Methods for Design and Management of a Fast-Pick Area in a
Warehouse
Chenying Kong and Dale Masel
Department of Industrial and Systems Engineering
Ohio University, Athens, Ohio 45701, USA
Abstract
The fast-pick area of a warehouse is used to fill orders for the most popular items in a facility. In this paper, buffers
are placed in each zone of the fast-pick area to allow pickers to work ahead. Heuristics are described to assign SKUs
to the zones and then to sequence the orders for picking so that the full benefits of the buffers can be obtained. The
performance of the system with the heuristics is shown to produce better throughput per worker than the same
system with random assignments or a traditional system where orders are picked in waves.
Keywords
Distribution centers, Order picking, Fast-pick area, Lean warehousing
1. Introduction
Order picking is the process of fulfilling customer orders through retrieving items from storage. Among all
warehousing operations, order picking makes up approximately 55% of the cost [1] because it is a labor-intensive
activity for traditional manual warehouses. One strategy that is used to improve the efficiency of the order picking
operation is a fast-pick area (also referred to in some cases as a fast-pick line). The fast-pick area is a portion of the
forward picking area where only a limited quantity of the most popular SKUs are stored. This allows the pickers to
fill a large portion of the orders while traveling in a small space.

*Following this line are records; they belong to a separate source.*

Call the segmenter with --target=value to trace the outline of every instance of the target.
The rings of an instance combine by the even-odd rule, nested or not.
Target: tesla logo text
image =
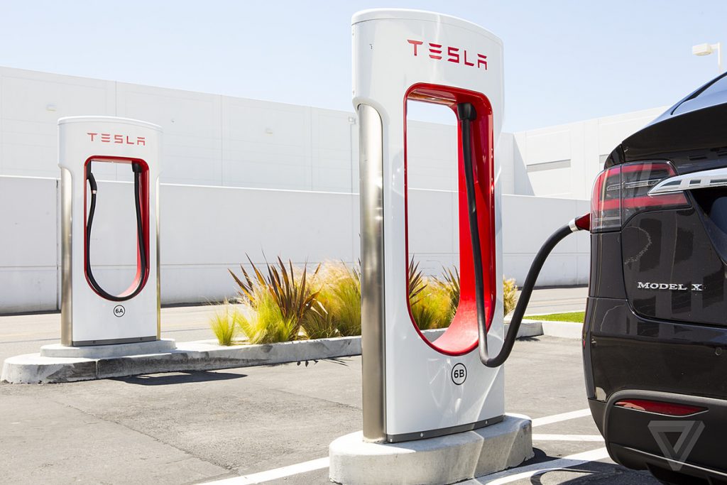
[[[643,283],[636,281],[636,284],[640,289],[675,289],[679,291],[690,290],[692,292],[701,292],[704,289],[704,285],[697,283],[692,283],[689,286],[682,283]]]
[[[111,135],[111,133],[87,133],[86,135],[89,135],[92,142],[146,146],[146,137],[130,137],[128,135]]]
[[[473,55],[467,52],[466,49],[454,47],[452,46],[445,46],[441,44],[434,42],[427,42],[423,41],[415,41],[411,39],[406,41],[411,44],[411,52],[416,57],[419,54],[428,54],[432,59],[437,60],[446,60],[455,64],[464,64],[477,69],[484,69],[487,71],[487,56],[483,54]]]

This research studies an order picking system that was developed to apply the principles of lean manufacturing to
warehouse operations. Lean manufacturing is a method developed from JIT manufacturing in Toyota 0, which
promotes principles including waste reduction, customer-orientation, product flow, line balancing, and lower batch
size [2]. Today, lean principles are not only for manufacturing, but are also used in many other areas, such as sales,
purchasing, medical service, warehousing, and distribution [3-5]. Lean principles are widely applied because they
help organizations achieve higher throughput, lower operation cost, faster response, and better quality.
Consequently, customers are more satisfied with the service.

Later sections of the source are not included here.